Hoy, 28 de septiembre, se conmemora el Día Internacional del Acceso Universal a la Información, fecha declarada por la UNESCO en 2015 y adoptada formalmente por la Asamblea General de la ONU en 2019. Este día busca visibilizar la importancia del acceso libre, oportuno y completo a la información pública como un derecho humano esencial para la transparencia, la rendición de cuentas y la participación ciudadana.
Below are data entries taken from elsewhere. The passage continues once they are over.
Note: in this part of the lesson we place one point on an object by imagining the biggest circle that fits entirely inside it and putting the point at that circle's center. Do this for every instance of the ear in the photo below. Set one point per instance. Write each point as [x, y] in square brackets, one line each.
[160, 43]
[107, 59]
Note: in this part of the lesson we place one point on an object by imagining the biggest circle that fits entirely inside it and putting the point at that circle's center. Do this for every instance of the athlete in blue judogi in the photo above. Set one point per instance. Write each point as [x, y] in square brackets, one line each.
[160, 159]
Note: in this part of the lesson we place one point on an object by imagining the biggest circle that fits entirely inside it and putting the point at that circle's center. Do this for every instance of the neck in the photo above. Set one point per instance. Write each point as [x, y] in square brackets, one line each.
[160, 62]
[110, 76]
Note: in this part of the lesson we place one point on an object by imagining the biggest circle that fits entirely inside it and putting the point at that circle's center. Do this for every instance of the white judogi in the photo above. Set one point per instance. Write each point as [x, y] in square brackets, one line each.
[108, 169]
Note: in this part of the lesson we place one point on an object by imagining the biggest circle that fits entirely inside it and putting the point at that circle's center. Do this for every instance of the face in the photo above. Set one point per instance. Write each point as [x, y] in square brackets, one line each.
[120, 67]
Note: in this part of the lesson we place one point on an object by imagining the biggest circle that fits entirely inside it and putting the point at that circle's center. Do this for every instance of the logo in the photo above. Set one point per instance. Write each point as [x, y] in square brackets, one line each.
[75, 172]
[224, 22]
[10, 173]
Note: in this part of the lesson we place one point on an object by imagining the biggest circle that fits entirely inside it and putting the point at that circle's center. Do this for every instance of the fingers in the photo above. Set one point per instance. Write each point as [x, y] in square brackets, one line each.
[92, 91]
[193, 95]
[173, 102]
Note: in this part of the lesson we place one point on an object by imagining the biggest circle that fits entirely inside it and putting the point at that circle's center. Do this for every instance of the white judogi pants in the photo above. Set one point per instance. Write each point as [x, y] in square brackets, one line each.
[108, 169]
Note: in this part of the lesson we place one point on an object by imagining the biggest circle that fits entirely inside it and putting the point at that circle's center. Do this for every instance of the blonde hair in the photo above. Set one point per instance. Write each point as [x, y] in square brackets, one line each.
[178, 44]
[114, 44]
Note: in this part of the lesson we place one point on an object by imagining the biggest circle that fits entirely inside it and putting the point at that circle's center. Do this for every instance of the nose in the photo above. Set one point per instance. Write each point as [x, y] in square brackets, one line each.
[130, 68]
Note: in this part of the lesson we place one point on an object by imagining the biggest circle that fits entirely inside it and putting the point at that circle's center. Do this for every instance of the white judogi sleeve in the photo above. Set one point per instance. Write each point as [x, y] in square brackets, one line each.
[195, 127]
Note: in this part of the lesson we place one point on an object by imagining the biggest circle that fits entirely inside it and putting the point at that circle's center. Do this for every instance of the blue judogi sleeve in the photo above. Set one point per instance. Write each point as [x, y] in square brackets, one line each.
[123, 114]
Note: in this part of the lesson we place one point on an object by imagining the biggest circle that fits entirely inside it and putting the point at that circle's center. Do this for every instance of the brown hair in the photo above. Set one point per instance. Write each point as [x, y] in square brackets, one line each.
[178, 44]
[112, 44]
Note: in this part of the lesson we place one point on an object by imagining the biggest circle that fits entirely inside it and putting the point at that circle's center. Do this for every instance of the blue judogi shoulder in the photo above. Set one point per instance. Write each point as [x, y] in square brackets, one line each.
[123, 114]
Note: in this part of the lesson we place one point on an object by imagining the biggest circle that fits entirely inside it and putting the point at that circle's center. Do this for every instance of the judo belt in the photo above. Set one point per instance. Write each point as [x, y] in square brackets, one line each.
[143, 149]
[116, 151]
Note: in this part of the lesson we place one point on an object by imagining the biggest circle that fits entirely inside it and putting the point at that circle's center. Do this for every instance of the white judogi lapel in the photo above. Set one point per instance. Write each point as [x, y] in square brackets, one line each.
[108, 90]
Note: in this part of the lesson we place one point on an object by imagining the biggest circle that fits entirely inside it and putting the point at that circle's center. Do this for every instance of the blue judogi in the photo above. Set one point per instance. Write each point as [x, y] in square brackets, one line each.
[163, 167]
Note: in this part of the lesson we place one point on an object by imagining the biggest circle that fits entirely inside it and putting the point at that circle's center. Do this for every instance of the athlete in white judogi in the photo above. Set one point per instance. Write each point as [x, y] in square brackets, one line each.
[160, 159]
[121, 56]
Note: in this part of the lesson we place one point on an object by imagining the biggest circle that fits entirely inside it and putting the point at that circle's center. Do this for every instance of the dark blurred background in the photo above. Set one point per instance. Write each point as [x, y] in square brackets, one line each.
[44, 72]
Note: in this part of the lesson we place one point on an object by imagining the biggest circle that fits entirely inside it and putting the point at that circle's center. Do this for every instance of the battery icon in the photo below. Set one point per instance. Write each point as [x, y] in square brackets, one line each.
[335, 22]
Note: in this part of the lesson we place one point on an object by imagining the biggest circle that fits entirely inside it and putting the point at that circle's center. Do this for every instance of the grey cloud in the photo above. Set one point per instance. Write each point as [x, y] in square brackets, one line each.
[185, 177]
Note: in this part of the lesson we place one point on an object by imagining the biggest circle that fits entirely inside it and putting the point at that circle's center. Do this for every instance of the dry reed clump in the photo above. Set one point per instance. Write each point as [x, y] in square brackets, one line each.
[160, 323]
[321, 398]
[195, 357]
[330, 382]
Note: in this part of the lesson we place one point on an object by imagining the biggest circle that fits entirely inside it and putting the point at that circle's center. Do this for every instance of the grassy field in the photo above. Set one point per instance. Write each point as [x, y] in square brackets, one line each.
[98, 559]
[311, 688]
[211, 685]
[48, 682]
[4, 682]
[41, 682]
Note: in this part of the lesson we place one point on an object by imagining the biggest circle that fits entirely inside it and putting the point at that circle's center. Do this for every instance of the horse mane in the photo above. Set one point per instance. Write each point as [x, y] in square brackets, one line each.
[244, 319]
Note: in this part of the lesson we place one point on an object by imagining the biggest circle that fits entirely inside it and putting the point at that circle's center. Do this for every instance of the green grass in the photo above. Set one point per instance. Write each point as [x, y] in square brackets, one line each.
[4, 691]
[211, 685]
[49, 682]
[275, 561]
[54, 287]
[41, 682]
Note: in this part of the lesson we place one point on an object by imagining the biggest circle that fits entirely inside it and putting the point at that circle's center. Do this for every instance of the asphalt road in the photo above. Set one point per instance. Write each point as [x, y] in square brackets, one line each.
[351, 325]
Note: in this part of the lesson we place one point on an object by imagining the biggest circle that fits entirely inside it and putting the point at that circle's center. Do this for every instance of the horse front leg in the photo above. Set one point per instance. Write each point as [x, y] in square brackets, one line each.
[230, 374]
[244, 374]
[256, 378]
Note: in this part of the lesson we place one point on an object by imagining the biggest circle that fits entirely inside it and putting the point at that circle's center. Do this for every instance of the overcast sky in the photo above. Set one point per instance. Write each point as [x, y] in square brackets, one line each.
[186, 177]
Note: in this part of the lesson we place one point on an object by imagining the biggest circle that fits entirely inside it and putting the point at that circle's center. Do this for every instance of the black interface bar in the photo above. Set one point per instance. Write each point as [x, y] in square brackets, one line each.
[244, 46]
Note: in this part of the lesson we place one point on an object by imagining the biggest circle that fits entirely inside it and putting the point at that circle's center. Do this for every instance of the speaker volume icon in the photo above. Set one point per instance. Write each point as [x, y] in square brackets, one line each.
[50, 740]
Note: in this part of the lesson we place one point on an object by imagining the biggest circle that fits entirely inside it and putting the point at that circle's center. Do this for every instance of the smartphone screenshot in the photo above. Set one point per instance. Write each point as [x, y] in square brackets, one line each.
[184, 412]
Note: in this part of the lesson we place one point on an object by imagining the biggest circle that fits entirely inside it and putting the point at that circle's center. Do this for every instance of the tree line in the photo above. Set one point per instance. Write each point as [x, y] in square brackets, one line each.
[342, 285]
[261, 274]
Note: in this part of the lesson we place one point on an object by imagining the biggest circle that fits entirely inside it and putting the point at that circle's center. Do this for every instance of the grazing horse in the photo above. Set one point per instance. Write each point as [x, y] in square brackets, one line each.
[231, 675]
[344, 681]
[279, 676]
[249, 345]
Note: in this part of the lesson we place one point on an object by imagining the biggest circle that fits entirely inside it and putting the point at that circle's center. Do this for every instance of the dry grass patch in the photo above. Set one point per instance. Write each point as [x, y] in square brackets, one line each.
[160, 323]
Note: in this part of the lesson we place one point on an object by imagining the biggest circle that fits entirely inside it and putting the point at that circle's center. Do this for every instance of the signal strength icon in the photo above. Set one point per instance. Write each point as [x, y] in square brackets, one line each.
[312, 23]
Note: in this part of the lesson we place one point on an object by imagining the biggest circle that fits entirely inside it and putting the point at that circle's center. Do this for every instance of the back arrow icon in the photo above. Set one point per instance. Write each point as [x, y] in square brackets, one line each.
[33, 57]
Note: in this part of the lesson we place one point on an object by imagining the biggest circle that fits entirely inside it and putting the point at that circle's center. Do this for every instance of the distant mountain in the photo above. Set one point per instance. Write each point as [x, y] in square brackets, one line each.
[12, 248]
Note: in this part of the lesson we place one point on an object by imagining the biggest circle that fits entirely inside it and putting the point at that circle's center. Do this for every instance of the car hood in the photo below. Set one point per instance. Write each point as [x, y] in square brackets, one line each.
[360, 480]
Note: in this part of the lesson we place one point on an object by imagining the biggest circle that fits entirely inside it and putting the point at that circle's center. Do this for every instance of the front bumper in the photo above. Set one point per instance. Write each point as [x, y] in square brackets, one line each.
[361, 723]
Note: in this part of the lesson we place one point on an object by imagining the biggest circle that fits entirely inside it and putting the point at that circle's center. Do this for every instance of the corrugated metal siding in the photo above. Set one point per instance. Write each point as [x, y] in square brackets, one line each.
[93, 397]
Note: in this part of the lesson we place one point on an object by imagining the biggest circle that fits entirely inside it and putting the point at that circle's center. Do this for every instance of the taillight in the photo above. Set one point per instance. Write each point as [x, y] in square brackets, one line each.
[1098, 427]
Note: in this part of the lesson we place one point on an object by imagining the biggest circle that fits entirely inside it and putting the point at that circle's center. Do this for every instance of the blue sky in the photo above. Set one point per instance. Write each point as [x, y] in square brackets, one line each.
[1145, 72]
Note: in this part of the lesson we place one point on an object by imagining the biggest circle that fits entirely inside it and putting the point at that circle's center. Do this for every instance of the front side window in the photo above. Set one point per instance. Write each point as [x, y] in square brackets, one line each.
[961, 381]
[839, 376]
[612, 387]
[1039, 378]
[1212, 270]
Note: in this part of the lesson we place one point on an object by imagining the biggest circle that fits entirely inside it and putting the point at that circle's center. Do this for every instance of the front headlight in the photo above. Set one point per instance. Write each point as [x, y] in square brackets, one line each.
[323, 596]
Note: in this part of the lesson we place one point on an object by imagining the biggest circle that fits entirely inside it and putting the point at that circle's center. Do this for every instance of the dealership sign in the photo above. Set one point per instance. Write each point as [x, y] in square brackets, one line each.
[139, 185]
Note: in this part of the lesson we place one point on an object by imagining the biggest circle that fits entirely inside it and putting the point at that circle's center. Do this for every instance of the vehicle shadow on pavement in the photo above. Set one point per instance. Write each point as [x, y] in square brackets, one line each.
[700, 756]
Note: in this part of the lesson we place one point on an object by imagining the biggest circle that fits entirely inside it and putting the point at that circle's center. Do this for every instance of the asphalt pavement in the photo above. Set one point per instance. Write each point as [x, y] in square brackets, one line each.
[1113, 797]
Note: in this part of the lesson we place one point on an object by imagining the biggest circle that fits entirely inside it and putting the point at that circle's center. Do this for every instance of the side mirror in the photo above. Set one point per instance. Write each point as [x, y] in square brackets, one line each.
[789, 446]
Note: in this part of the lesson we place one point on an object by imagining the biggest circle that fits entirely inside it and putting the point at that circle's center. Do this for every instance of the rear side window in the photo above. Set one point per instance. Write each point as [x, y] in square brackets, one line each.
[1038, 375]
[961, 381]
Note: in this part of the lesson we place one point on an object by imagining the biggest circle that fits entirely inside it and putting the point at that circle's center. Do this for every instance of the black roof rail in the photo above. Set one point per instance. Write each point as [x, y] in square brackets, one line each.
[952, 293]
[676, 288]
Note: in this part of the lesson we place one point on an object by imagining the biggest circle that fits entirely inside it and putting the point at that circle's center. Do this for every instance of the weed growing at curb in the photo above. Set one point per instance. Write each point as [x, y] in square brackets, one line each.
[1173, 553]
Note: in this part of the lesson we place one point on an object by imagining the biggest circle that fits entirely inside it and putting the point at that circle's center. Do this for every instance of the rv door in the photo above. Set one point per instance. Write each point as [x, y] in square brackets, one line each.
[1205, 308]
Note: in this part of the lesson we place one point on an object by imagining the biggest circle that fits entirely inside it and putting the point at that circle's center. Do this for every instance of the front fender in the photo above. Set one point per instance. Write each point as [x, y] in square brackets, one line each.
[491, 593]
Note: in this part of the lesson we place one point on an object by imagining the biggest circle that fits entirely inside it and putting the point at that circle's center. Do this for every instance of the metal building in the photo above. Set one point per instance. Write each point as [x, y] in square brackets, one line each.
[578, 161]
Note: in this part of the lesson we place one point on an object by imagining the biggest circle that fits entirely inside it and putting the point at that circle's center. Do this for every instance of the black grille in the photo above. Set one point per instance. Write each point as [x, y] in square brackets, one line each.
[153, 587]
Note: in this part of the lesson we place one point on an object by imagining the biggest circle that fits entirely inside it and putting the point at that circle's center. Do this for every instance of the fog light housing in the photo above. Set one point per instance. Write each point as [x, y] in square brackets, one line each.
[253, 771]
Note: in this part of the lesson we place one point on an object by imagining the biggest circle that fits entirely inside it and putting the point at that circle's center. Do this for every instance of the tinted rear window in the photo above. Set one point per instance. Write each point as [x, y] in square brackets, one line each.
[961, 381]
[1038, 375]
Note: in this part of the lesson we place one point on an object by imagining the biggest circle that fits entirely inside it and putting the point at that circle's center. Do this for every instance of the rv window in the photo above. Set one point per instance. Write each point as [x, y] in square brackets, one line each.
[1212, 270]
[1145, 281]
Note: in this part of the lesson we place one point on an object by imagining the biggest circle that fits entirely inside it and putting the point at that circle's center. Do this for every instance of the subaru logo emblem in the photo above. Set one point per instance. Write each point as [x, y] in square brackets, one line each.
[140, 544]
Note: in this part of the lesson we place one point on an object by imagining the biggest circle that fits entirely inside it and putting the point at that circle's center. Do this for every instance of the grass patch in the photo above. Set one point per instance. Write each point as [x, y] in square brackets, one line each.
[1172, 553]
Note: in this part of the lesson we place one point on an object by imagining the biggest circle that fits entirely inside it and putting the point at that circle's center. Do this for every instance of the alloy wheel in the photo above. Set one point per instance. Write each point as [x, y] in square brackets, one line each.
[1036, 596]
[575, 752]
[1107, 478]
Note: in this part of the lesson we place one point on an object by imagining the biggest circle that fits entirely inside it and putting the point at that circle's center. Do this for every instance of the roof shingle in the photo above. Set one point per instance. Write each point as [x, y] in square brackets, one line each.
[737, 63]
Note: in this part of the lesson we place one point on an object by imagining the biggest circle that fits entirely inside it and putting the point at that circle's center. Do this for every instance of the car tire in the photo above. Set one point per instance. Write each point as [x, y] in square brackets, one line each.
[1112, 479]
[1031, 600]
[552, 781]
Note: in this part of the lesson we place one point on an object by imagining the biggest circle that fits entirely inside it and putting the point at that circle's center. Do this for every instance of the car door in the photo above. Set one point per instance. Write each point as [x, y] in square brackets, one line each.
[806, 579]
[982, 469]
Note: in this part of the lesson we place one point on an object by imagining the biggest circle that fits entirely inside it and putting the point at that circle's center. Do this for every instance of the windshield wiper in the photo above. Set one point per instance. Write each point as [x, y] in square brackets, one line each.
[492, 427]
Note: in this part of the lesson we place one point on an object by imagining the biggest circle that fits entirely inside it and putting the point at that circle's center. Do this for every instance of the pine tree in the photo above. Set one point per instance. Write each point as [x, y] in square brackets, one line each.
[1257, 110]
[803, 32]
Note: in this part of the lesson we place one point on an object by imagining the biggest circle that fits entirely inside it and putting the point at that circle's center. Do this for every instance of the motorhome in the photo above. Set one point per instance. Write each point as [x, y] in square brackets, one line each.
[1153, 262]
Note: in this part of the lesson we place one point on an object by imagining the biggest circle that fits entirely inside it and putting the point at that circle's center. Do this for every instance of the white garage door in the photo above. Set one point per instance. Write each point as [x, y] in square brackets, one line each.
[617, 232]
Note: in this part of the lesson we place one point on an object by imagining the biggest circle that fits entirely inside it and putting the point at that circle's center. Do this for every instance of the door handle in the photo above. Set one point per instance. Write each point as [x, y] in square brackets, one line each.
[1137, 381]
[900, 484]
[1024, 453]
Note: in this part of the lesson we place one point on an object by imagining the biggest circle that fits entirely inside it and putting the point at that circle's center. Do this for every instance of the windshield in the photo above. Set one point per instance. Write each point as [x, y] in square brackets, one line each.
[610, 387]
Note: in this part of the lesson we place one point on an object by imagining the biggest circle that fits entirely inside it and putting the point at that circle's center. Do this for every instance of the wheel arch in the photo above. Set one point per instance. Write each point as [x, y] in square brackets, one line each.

En esta edición de 2025, el tema central gira en torno a “Garantizar el acceso a la información ambiental en la era digital”, poniendo el foco en cómo la transformación digital debe acompañarse con mecanismos que permitan que toda persona pueda conocer datos relativos al medio ambiente: cambio climático, recursos naturales, contaminación, riesgos ecológicos, entre otros. Ese énfasis responde a que, en contextos donde las decisiones sobre políticas ambientales tienen impacto directo en comunidades vulnerables, el acceso a información de calidad puede marcar la diferencia entre proteger derechos o generar daños silenciosos.
Pese a los avances normativos en varios países, la implementación efectiva enfrenta retos persistentes: estructuras institucionales débiles, vacíos legales, resistencia al cambio dentro del aparato estatal y desigualdades en conectividad tecnológica que limitan el acceso real para muchas personas. Organizaciones de la sociedad civil y organismos internacionales aprovechan esta fecha para lanzar campañas de sensibilización, realizar seminarios y talleres —a nivel local, nacional y global— que promuevan no solo leyes de acceso a la información, sino también su cumplimiento efectivo.
En América Latina, varios países han adoptado marcos regulatorios vinculados al derecho a saber, y algunos han integrado el acceso a datos ambientales en sus legislaciones. Por ejemplo, Uruguay recordó su adhesión al Derecho de Acceso a la Información y al Acuerdo de Escazú como parte de este compromiso. No obstante, la brecha digital, la falta de recursos técnicos y la resistencia política continúan siendo obstáculos en muchos contextos del continente. Este 28 de septiembre es, entonces, una oportunidad para reflexionar sobre cuánto camino queda por recorrer y para renovar el compromiso colectivo: un acceso real, universal e inclusivo a la información es pilar fundamental de sociedades democráticas, justas y sostenibles.